I don't know when they will break up and I am really hoping, everything will be solved soon. I really want to be with her, and I hope prayers are answered. This agony I am facing, its painful cut inside of me.

I'm trying, to convince myself, that we will be together. I want to think positive, and I hope it will be. Whenever I think about the sad things of her, I will breakdown in cold sweat and I feel my heart ache badly. How?

Tuesday, March 01, 2011

Is it worth waiting for a girl that is already attached?

Its been a few months that I have been facing with this agony. Worse still, it is a long distance relationship.


I fell in love with her a girl, that has so many things in common with me.
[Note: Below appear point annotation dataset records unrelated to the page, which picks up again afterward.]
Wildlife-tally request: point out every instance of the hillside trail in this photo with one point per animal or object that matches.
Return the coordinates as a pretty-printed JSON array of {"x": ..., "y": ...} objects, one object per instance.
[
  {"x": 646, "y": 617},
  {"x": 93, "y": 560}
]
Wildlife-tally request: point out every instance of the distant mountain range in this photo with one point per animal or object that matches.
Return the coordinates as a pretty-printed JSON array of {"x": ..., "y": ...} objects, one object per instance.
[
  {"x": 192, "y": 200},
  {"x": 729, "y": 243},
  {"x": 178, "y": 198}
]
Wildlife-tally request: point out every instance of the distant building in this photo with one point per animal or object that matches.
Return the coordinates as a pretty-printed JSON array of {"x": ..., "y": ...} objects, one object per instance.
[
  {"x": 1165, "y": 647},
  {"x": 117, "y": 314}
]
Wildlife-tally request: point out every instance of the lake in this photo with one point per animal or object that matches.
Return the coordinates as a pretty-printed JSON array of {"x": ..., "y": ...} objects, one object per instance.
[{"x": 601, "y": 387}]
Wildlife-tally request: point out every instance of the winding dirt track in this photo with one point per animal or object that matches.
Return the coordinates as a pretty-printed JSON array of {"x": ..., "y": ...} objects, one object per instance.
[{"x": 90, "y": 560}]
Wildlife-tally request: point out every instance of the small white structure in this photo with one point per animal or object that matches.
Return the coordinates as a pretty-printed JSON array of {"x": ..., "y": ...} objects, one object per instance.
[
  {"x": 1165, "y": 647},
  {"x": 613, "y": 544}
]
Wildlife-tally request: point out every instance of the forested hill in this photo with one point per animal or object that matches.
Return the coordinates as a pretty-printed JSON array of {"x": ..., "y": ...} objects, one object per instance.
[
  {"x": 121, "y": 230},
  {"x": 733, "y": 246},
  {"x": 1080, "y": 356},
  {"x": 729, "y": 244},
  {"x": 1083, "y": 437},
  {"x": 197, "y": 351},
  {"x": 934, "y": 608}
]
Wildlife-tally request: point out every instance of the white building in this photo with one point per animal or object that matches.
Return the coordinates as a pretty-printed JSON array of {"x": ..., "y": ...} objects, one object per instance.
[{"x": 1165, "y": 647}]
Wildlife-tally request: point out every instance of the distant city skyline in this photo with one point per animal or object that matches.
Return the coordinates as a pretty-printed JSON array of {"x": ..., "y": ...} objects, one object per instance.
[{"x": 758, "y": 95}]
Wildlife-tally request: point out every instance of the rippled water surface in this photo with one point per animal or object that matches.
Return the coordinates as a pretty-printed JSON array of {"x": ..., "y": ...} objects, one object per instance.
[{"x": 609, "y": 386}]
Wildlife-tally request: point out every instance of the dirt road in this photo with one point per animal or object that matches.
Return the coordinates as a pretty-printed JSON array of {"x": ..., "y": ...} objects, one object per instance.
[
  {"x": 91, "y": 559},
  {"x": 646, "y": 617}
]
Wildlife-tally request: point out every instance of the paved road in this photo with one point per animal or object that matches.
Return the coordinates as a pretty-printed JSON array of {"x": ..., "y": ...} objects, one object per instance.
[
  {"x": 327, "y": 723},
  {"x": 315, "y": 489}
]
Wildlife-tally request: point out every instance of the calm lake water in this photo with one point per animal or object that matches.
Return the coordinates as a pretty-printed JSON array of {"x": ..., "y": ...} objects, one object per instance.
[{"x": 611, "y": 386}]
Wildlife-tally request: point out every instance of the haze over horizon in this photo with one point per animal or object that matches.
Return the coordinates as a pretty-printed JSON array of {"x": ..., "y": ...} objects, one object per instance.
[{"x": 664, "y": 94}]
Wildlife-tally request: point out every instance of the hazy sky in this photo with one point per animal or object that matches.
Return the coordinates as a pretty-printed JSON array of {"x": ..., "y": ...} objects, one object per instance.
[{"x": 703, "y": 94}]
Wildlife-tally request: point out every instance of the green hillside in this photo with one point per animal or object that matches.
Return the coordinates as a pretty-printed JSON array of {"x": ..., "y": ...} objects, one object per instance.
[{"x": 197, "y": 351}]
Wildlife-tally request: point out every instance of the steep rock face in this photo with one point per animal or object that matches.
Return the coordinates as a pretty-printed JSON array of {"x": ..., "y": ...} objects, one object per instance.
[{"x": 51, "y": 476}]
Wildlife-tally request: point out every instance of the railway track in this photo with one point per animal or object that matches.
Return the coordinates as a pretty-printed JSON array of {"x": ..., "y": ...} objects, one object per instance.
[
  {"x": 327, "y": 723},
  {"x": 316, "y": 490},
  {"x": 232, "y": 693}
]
She likes me a lot too, but, she can't let her Jap boyfriend go. Its because of this particular guy that is preventing us from getting together.

We are waiting, to see if we are able to get together. But, I don't know how long more I can wait for this agony to be over. I am also upset, that I put in so much effort, and that jerk doesn't do much but she still loves him. This is not fair I tell you.

I'm now telling myself to hang in there as I believe, she and I will be together soon and its just a matter of time. I'm just waiting for that guy to make one more mistake and she will leave him. I hope, that she will come to realise that the Jap guy is not worth her love. I hope, this saying is true,"Patience is Virtue". All I hope, is that everything will work well and I want to be the frist man to step into her house to visit her parents. I don't want to lose her because, we have so many things in common and we want to do many things together in life. We are still taking time to learn from one another. Will she be the one?